Türkiye bir kez daha siyasi ve ekonomik açıdan çalkalanıyor. Bu kez fırtınanın merkezinde İstanbul Büyükşehir Belediye Başkanı Ekrem İmamoğlu var. Yolsuzluk, rüşvet gibi ağır suçlamalarla gözaltına alındı ve ardından tutuklandı.

Ne olduysa bir anda oldu. Gözaltı kararının duyulmasından saatler sonra medyada manşetler atıldı, sosyal medya yangın yerine döndü. Kimileri “işte gerçek yüzü” dedi, kimileri “bu siyasi” diyerek karşı çıktı. Ama ortada çok daha büyük ve derin bir mesele var: Adaletin kendisi.

Şunu vurgulamak gerekir; Bu ülkede yolsuzluk yalnızca bir kişinin, bir kurumun, bir partinin meselesi değil. Uzun süredir herkesin bildiği ama dillendirmeye çekindiği, iktidar belediyelerinde de dönen çarklar var.

Devletin çeşitli kademelerinde, farklı kurumlarda, ihalelerde, arsa tahsislerinde dönen şaibeler, dillere pelesenk olmuş durumda. Ama ne hikmetse oralarda tek bir savcı kıpırdamıyor.

Oysa mesele İmamoğlu değil. Mesele CHP, AK Parti, MHP ya da herhangi bir parti hiç değil. Mesele: Kim suç işlediyse, gerçekten ve açık bir şekilde suç işlediyse, onun yargı önüne çıkarılması. Ama adilce, baskısız, tarafsız bir yargı süreciyle. Kamuoyu baskısı için değil, siyasi hesaplaşmalar için değil. Sadece gerçek adalet için...

Bu ülkede artık bir şeyin netleşmesi gerekiyor: Kimse dokunulmaz değil. "Bizden" olanın dosyası sümen altına, "onlardan" olanınki jet hızıyla mahkeme salonuna gitmemeli. Adalet; kişiye, kimliğe, koltuğa göre şekil değiştiren bir şey olmamalı.

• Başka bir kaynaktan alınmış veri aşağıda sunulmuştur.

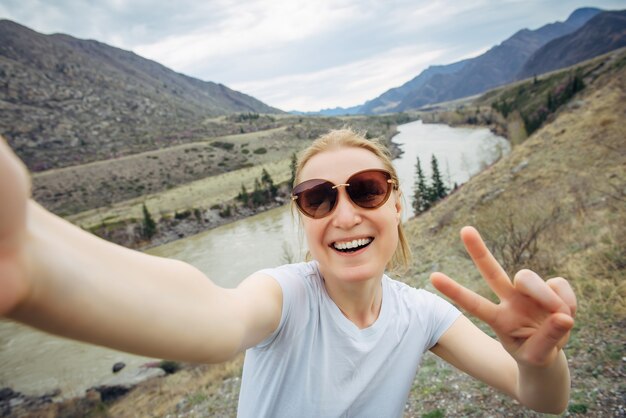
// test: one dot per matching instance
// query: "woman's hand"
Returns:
(14, 193)
(534, 317)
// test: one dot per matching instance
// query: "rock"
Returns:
(118, 366)
(121, 383)
(519, 167)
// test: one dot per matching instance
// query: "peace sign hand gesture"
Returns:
(534, 317)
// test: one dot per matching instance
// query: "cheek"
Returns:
(312, 233)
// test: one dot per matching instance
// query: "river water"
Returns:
(35, 363)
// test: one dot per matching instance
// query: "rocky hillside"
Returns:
(66, 101)
(603, 33)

Yolsuzluk varsa, adı ne olursa olsun ortaya çıkarılmalı. Yapan kim olursa olsun yargılanmalı. Eğer gerçekten temiz bir ülke istiyorsak, önce bu çifte standardı kırmalıyız.
Çünkü adalet bir gün herkese lazım olacak.

Ve çünkü adalet olmadan hiçbir şey olmaz. Ne güven olur, ne huzur, ne de geleceğe dair umut.

O yüzden üç kelimeyle bitirelim bu yazıyı:

Adalet, Adalet, Adalet.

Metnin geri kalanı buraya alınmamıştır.